N°50 NADJA
d'André Breton (1928, revu et corrigé en 1963)
Esthétique début : en cinquantième position dans notre hit-parade figure la jolie Nadjad'André Breton (1896-1966).
Le livre de ce fils d'un secrétaire de gendarmerie est très curieux : il contient des photos de Paris pour éviter les descriptions (ces « superpositions d'images de catalogue » qui, il faut bien le dire, barbent un peu tout le monde depuis Balzac) ; il commence sur la Place des Grands Hommes, au Panthéon (Patrick Bruel sera content), puis il y a une rencontre qui bouleverse tout : le 4 octobre 1926, rue Lafayette, André Breton alpague une passante prénommée Nadja, « créature inspirée et inspirante », laquelle se révélera par la suite une putain cocaïnomane possédant des dons extralucides, qui finira à l'asile (rock'n roll, non?).

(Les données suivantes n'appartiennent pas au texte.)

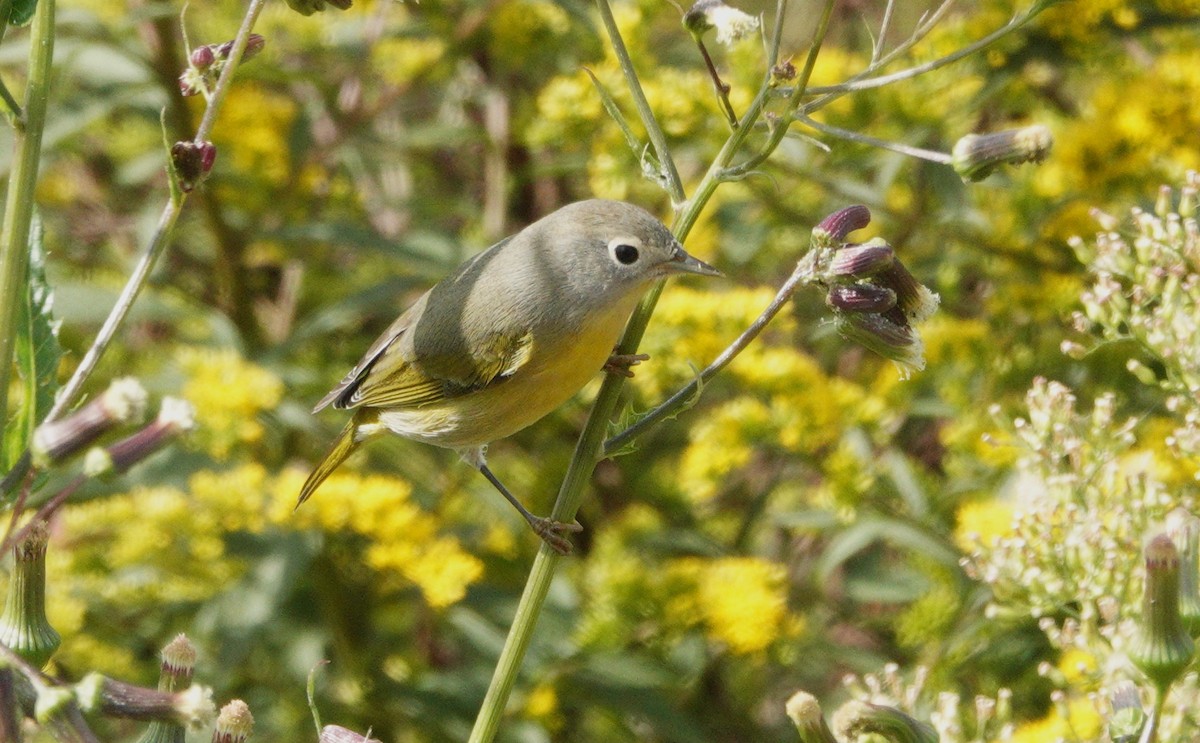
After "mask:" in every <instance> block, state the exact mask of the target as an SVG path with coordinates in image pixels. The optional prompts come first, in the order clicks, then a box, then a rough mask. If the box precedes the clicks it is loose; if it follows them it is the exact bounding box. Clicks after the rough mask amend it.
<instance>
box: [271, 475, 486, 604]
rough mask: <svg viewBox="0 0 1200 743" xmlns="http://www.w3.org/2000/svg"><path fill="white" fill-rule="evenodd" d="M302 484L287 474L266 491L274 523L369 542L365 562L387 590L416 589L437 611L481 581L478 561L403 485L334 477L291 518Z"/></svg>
mask: <svg viewBox="0 0 1200 743" xmlns="http://www.w3.org/2000/svg"><path fill="white" fill-rule="evenodd" d="M301 481H302V477H301V473H299V472H296V471H289V472H287V473H284V474H282V475H281V477H280V478H278V479H277V480H276V481H275V484H274V485H272V486H271V487H270V490H271V491H272V493H274V501H272V507H271V514H272V521H275V523H276V525H278V526H292V527H293V528H320V529H324V531H329V532H337V531H353V532H355V533H358V534H361V535H364V537H367V538H368V539H370V540H371V546H370V547H367V552H366V555H365V562H366V564H367V565H370V567H371V568H374V569H376V570H378V571H379V574H380V576H382V577H383V579H384V581H385V585H386V586H389V587H397V586H400V585H403V583H409V585H413V586H416V587H418V588H420V589H421V594H422V595H424V597H425V600H426V601H427V603H428V604H430V605H431V606H433V607H437V609H440V607H444V606H449V605H451V604H454V603H456V601H458V600H461V599H462V598H463V595H466V593H467V588H468V587H469V586H470V585H472V583H474V582H475V581H478V580H479V579H480V577H482V575H484V564H482V562H480V561H479V558H476V557H474V556H473V555H470V553H469V552H467V551H466V550H464V549H463V547H462V545H461V544H460V543H458V540H457V539H456V538H454V537H449V535H440V534H439V520H438V519H437V517H436V516H434V515H433V514H430V513H427V511H425V510H424V509H422V508H421V507H420V505H418V504H416V503H414V502H413V501H410V499H409V495H410V489H409V486H408V484H407V483H404V481H403V480H397V479H395V478H386V477H382V475H366V477H362V475H358V474H350V473H342V472H337V473H334V474H332V475H331V477H330V478H329V480H326V481H325V484H324V485H322V492H320V497H314V498H312V501H310V502H307V503H305V505H304V507H302V508H300V509H299V510H296V511H295V514H292V510H293V507H294V505H295V495H296V493H298V492H299V491H300V484H301Z"/></svg>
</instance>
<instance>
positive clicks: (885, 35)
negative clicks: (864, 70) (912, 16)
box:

Si ce n'est pas réaliste, mais alors c'est que c'est... SURRÉALISTE? Bingo! Breton, le fondateur — et en même temps le dictateur — du surréalisme, veut supprimer le « style », tout ce qui enrobe le réel, car la réalité le dégoûte (après la boucherie de 14-18, ce « cloaque de sang, de sottise et de boue »). Il veut laisser libre cours à tout ce qui passe par sa tête d'homme amoureux : il appelle cela « l'écriture automatique », mais attention ! Qui dit « écriture automatique » ne veut pas dire diarrhée verbale, dégoulinade en roue libre comme la logorrhée intime en vogue dans les années 1990, mais au contraire se laisser entraîner dans des digressions savamment orchestrées par le docteur Freud. Eh oui, l'homme méprisait la psychiatrie mais était fasciné par la psychanalyse. N'oublions pas que « Qui suis-je ? » est la première phrase du livre. La preuve que l'écriture automatique n'est pas si automatisée que ça, c'est qu'André Breton révisera son texte en 1963, soit 35 ans après l'avoir rêvé pour la première fois. Ce n'est pas parce qu'on laisse s'envoler sa prose qu'il ne faut pas la peaufiner.

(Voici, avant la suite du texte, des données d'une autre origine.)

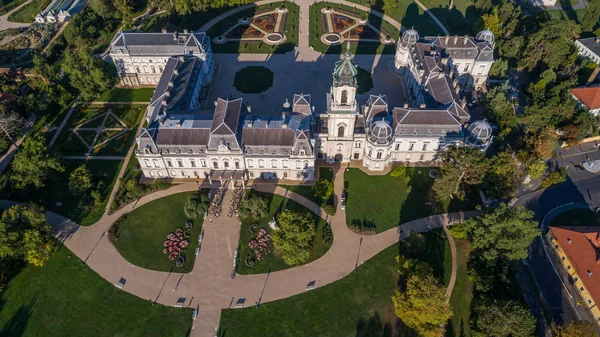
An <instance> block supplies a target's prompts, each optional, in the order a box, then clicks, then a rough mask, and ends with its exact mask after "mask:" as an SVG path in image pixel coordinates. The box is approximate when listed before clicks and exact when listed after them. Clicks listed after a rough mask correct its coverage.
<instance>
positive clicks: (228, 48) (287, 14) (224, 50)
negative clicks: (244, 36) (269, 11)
mask: <svg viewBox="0 0 600 337" xmlns="http://www.w3.org/2000/svg"><path fill="white" fill-rule="evenodd" d="M283 4H284V3H283V2H274V3H270V4H266V5H261V6H257V7H252V8H249V9H245V10H242V11H240V12H238V13H235V14H233V15H231V16H228V17H226V18H225V19H223V20H221V21H219V22H218V23H217V24H215V25H214V26H212V27H211V28H209V29H208V31H207V33H208V35H209V36H211V37H212V38H213V39H214V38H215V37H217V36H220V35H222V34H223V33H224V32H225V31H227V30H228V29H230V28H231V27H232V26H233V25H235V24H236V23H237V22H238V20H239V19H241V18H245V17H253V16H254V14H255V13H256V12H258V11H267V10H273V9H276V8H278V7H280V6H281V5H283ZM285 6H286V8H287V9H288V12H287V17H286V20H285V28H284V30H283V31H279V32H280V33H283V34H284V35H285V36H286V40H285V42H284V43H282V44H280V45H277V46H273V45H268V44H265V43H263V42H262V41H253V42H240V41H231V42H227V43H224V44H215V43H213V44H212V50H213V53H233V54H238V53H267V54H281V53H287V52H290V51H292V50H294V48H295V47H296V46H297V45H298V29H299V24H300V17H299V15H300V14H299V12H300V7H299V6H298V5H296V4H294V3H292V2H286V3H285ZM282 24H283V21H282Z"/></svg>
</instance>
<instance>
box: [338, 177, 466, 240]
mask: <svg viewBox="0 0 600 337" xmlns="http://www.w3.org/2000/svg"><path fill="white" fill-rule="evenodd" d="M430 169H431V168H413V167H407V168H406V177H404V176H402V177H392V176H390V175H389V174H388V175H385V176H371V175H368V174H366V173H364V172H363V171H361V170H359V169H355V168H351V169H349V170H347V171H346V172H345V174H344V184H345V187H346V191H347V205H346V222H347V224H348V226H350V225H351V224H352V223H357V224H362V225H363V226H364V227H375V229H376V231H377V233H381V232H383V231H386V230H388V229H391V228H394V227H396V226H398V225H400V224H403V223H405V222H408V221H411V220H415V219H419V218H423V217H427V216H430V215H433V214H438V213H445V212H454V211H458V210H472V209H474V208H475V205H476V203H477V202H478V200H477V199H476V196H469V197H468V198H467V199H466V200H465V201H462V202H461V201H458V200H453V201H452V203H450V201H446V202H445V203H440V204H439V205H434V204H433V203H429V200H428V196H429V190H430V189H431V186H432V185H433V179H431V178H430V177H429V174H428V173H429V170H430Z"/></svg>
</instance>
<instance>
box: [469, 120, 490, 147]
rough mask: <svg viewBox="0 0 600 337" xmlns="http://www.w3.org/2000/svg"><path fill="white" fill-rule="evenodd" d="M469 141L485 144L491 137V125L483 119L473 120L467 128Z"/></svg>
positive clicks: (480, 145) (476, 144)
mask: <svg viewBox="0 0 600 337" xmlns="http://www.w3.org/2000/svg"><path fill="white" fill-rule="evenodd" d="M467 130H468V131H469V134H468V137H469V142H470V143H472V144H474V145H477V146H487V145H488V144H489V143H490V140H491V139H492V126H491V125H490V124H489V123H488V122H487V121H485V120H483V121H475V122H473V123H471V125H469V127H468V128H467Z"/></svg>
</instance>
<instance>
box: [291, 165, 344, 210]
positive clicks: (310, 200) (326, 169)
mask: <svg viewBox="0 0 600 337" xmlns="http://www.w3.org/2000/svg"><path fill="white" fill-rule="evenodd" d="M322 178H324V179H328V180H329V181H331V182H332V183H333V172H332V171H331V170H330V168H329V167H321V168H319V179H322ZM280 186H281V187H283V188H286V189H288V190H290V191H292V192H294V193H297V194H299V195H301V196H303V197H305V198H306V199H308V200H310V201H312V202H314V203H315V204H317V205H321V207H323V206H325V205H326V204H330V205H333V203H334V200H333V197H332V198H330V200H327V202H325V200H321V199H320V198H317V197H316V196H315V193H314V191H313V187H312V185H310V186H308V185H280ZM334 214H335V212H334ZM334 214H332V215H334Z"/></svg>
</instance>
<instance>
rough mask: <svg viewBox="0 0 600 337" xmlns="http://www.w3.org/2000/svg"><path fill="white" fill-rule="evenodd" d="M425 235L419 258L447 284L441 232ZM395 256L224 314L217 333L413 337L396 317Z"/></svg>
mask: <svg viewBox="0 0 600 337" xmlns="http://www.w3.org/2000/svg"><path fill="white" fill-rule="evenodd" d="M423 237H424V243H425V246H424V248H423V249H422V253H421V254H420V256H418V257H417V258H418V259H419V260H421V261H424V262H427V263H429V264H431V265H432V267H433V269H434V276H435V277H436V278H438V280H440V281H441V282H443V284H447V282H448V280H449V278H450V271H451V259H450V247H449V244H448V241H447V240H446V239H445V236H444V233H443V232H442V231H441V230H434V231H431V232H428V233H425V234H424V235H423ZM400 245H401V248H400V250H401V251H402V250H403V249H404V248H403V243H401V244H400ZM398 253H399V249H398V245H392V246H390V247H388V248H387V249H385V250H383V251H382V252H380V253H379V254H377V255H376V256H374V257H373V258H371V259H369V260H368V261H366V262H365V263H363V264H362V265H360V266H359V267H358V269H357V270H356V273H351V274H349V275H348V276H346V277H345V278H343V279H341V280H338V281H336V282H334V283H331V284H328V285H326V286H323V287H320V288H316V289H314V290H311V291H308V292H306V293H303V294H300V295H296V296H292V297H289V298H286V299H282V300H278V301H274V302H269V303H262V304H261V305H260V307H258V308H255V307H252V308H246V309H226V310H223V311H222V312H221V322H220V324H219V326H220V329H221V331H226V332H227V334H228V335H229V334H230V335H231V336H247V337H255V336H256V337H258V336H272V335H277V336H281V337H292V336H294V337H295V336H298V337H300V336H332V337H333V336H336V337H337V336H381V332H382V331H385V332H386V334H383V336H414V335H415V334H414V332H413V331H411V330H410V329H408V328H406V327H405V326H404V324H403V323H402V322H401V321H400V320H399V319H398V318H397V317H396V314H395V312H394V306H393V303H392V300H391V297H392V296H393V295H394V293H395V291H396V290H397V289H398V281H399V275H398V262H397V261H396V257H397V256H398ZM463 276H466V275H463ZM256 322H261V324H257V323H256ZM377 332H379V334H376V333H377ZM373 333H375V334H373Z"/></svg>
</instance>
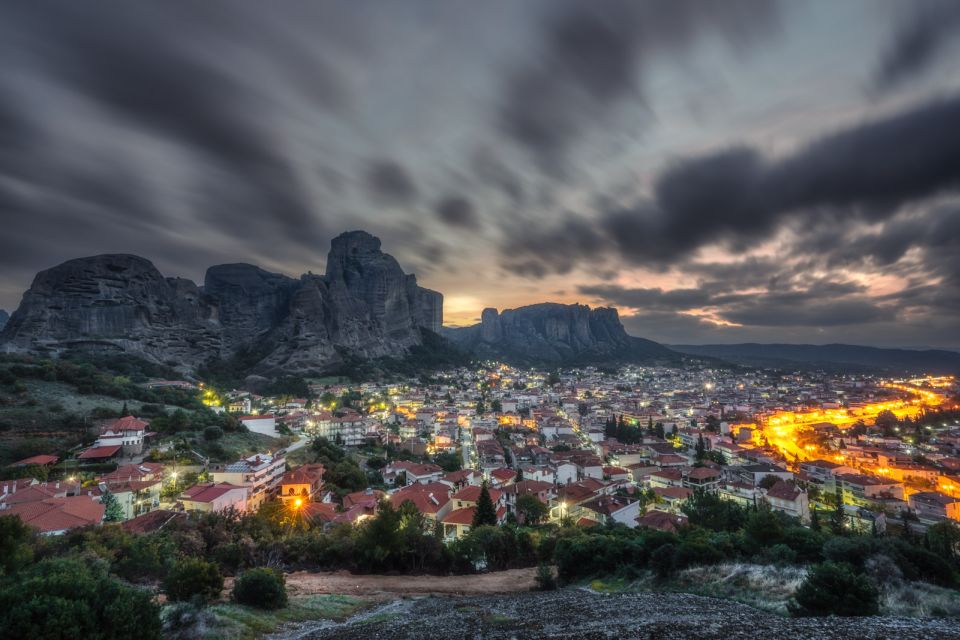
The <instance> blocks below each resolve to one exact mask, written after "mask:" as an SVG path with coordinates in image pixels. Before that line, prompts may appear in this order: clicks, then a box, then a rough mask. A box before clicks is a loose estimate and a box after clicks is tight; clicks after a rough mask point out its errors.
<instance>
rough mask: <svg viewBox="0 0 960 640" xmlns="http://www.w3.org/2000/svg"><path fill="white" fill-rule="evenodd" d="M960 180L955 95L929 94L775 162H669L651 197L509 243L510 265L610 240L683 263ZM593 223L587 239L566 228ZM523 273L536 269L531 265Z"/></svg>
mask: <svg viewBox="0 0 960 640" xmlns="http://www.w3.org/2000/svg"><path fill="white" fill-rule="evenodd" d="M957 186H960V96H953V97H951V98H949V99H942V100H935V101H932V102H929V103H926V104H923V105H921V106H918V107H915V108H913V109H910V110H907V111H905V112H903V113H899V114H896V115H893V116H889V117H887V118H883V119H880V120H876V121H873V122H869V123H867V124H863V125H860V126H857V127H853V128H851V129H848V130H844V131H840V132H837V133H834V134H832V135H828V136H825V137H823V138H821V139H819V140H816V141H814V142H812V143H810V144H808V145H806V146H804V147H802V148H801V149H799V150H798V151H796V152H794V153H793V154H790V155H787V156H786V157H783V158H779V159H769V158H766V157H764V156H763V155H762V154H761V153H760V152H759V151H757V150H755V149H752V148H747V147H740V148H735V149H729V150H725V151H721V152H718V153H714V154H711V155H707V156H703V157H697V158H691V159H688V160H684V161H681V162H679V163H677V164H676V165H674V166H672V167H669V168H668V169H667V170H666V171H665V172H664V173H662V174H661V175H660V176H659V177H658V179H657V180H656V183H655V185H654V197H653V199H652V200H650V201H643V202H640V203H638V204H637V205H636V206H634V207H632V208H628V209H619V210H612V211H605V212H601V214H600V217H599V221H598V222H596V223H594V225H592V226H590V225H586V224H582V223H581V222H580V221H577V220H571V219H569V218H567V219H565V220H563V221H562V222H561V223H560V224H559V225H558V226H556V227H555V228H554V229H548V230H547V231H545V232H540V233H534V234H531V235H528V236H525V237H522V238H520V239H509V240H508V241H507V245H506V248H505V250H504V253H505V254H506V256H507V258H506V262H507V263H508V265H509V266H511V267H516V266H517V265H516V261H515V260H512V259H511V258H510V256H517V255H522V256H524V257H523V260H524V261H525V262H527V263H529V262H530V261H536V262H539V263H541V266H542V268H543V269H544V270H545V271H546V270H554V271H560V270H562V267H566V268H567V269H569V265H570V263H571V261H572V260H574V259H576V258H577V257H581V258H596V257H598V256H597V254H596V253H595V252H596V251H598V250H599V249H600V248H604V247H610V246H611V245H613V246H616V247H617V248H618V249H619V255H620V256H621V257H623V258H624V259H627V260H629V261H631V262H634V263H637V264H658V263H659V264H663V263H668V262H677V261H682V260H683V259H684V258H685V257H686V256H688V255H689V254H690V253H692V252H694V251H696V250H697V249H699V248H701V247H703V246H707V245H710V244H717V243H720V242H726V243H729V244H731V245H732V246H733V248H734V249H737V250H742V249H745V248H748V247H749V246H750V245H751V243H753V242H757V241H761V240H764V239H766V238H768V237H769V236H770V235H771V234H772V233H773V232H774V231H775V230H777V229H779V228H780V227H781V226H782V225H784V224H786V223H788V222H790V223H800V222H803V223H805V224H806V223H811V222H815V221H818V220H822V219H824V218H828V219H830V218H836V217H840V218H844V219H849V218H850V217H851V216H853V217H854V218H857V219H862V220H867V221H882V220H884V219H887V218H889V217H891V216H892V215H893V214H894V213H896V211H897V208H898V207H899V206H900V205H902V204H903V203H905V202H909V201H912V200H916V199H922V198H925V197H929V196H932V195H935V194H937V193H940V192H944V191H948V190H952V189H955V188H956V187H957ZM581 224H582V226H590V228H591V231H590V233H591V234H592V238H591V239H590V240H589V242H584V241H583V240H582V239H580V238H575V237H572V236H571V234H569V233H566V232H565V231H564V230H565V229H569V228H570V227H571V226H577V225H581ZM521 270H522V271H525V272H526V273H532V272H533V271H532V270H531V269H530V268H529V266H524V267H523V269H521Z"/></svg>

On peut lire Nadja comme une ballade autobiographique et un roman d'amour plus poétique que du Madeleine Chapsal. Mais en même temps Breton, tel Spiderman, tisse une toile d'araignée de coïncidences, comme, à l'âge de huit ans, quand vous récitiez «j'en ai marre – marabout – bout de ficelle ». Petit à petit, on ressent le côté vraiment surréaliste des immeubles de Paris ; Breton arrive à nous faire découvrir une réalité extra-ordinaire. Les grands livres, comme l'amour, nous font regarder le monde autrement. Lire Nadja,c'est comme fumer un gros joint, sauf que c'est légal!

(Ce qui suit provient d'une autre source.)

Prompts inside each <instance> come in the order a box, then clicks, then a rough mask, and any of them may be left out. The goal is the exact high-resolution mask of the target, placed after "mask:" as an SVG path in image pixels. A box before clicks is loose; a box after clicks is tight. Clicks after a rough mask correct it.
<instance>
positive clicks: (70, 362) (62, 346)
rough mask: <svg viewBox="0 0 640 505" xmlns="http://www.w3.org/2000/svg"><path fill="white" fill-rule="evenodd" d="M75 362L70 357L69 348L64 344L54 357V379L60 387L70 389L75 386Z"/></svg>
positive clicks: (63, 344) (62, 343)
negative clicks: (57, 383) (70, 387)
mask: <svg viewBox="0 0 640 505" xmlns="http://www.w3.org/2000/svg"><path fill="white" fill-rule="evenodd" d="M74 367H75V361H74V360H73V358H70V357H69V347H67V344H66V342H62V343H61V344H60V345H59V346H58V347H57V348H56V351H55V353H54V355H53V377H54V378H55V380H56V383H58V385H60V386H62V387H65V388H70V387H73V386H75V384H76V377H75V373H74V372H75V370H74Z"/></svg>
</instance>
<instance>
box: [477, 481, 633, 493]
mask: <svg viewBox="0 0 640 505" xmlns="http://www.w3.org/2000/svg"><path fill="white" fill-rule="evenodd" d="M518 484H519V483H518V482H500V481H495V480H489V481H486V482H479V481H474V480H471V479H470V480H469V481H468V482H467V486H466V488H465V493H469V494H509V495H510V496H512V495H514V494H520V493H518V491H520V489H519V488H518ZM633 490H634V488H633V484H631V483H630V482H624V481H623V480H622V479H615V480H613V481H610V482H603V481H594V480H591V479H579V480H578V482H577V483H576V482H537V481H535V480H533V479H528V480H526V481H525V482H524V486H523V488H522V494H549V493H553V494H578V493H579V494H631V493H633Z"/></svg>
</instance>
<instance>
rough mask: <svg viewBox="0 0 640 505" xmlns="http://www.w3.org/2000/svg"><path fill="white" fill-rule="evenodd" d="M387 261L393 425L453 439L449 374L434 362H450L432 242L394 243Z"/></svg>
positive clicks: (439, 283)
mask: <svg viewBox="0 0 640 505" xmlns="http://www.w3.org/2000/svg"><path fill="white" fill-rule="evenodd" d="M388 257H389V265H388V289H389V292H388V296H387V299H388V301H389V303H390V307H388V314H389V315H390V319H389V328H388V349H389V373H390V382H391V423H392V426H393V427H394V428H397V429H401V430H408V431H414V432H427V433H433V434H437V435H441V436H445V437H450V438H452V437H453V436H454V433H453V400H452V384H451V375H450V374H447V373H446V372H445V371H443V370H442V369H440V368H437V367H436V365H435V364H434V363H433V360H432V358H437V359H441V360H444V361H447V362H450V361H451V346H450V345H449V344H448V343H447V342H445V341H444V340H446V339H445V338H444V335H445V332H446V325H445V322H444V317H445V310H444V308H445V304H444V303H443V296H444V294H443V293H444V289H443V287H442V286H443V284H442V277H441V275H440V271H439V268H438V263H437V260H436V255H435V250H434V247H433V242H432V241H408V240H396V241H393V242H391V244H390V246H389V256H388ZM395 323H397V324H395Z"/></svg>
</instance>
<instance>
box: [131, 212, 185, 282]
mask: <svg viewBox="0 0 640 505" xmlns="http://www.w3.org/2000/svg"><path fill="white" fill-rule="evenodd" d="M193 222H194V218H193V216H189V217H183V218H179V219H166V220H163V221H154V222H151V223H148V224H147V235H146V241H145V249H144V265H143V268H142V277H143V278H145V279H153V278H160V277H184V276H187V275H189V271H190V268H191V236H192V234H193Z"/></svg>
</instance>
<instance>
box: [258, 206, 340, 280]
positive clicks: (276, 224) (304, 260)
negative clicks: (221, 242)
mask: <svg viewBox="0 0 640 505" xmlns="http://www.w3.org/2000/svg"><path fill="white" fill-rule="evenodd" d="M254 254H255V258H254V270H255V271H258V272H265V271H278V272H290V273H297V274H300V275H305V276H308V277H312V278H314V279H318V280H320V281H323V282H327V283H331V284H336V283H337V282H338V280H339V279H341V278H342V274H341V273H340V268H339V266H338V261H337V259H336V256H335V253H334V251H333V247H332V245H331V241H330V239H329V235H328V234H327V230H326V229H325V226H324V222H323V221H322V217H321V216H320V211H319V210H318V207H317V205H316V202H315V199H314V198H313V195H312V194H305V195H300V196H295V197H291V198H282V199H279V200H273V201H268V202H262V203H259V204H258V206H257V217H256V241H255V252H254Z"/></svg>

Nadja nous rappelle surtout que le débat actuel entre les partisans de l'autofiction et ceux de l'imagination est un débat qui avait déjà cours dans les années 1920... Alors de deux choses l'une : soit les écrivains d'aujourd'hui sont en retard, soit Breton avait 80 ans d'avance. Il avait compris que la réalité est un endroit qui ne suffit pas aux écrivains. Mais comment partir du réel pour aboutir à quelque chose d'irrationnel? Décrire le monde tel qu'il est évite de désorienter le lecteur, raconter une histoire est nécessaire mais non suffisant : « Je n'ai dessein de relater, en marge du récit que je vais entreprendre, que les épisodes les plus marquants de ma vie telle que je peux la concevoir hors de son plan organique... » Comment marier la subjectivité avec l’objectivité? La littérature n'est toujours pas sortie de cette question. On pourrait dire de Nadja qu'il est le seul exemple d'un surréalisme proustien. Les chefs-d'œuvre sont souvent des quadratures du cercle : leur beauté semble impossible et pourtant ils tiennent debout. Tel est sans doute le sens de la dernière phrase du livre : « La beauté sera convulsive ou ne sera pas. »
D'ailleurs, vous le verrez bien : en refermant Nadja, il n'est pas impossible que vous soyez pris de convulsions inquiétantes.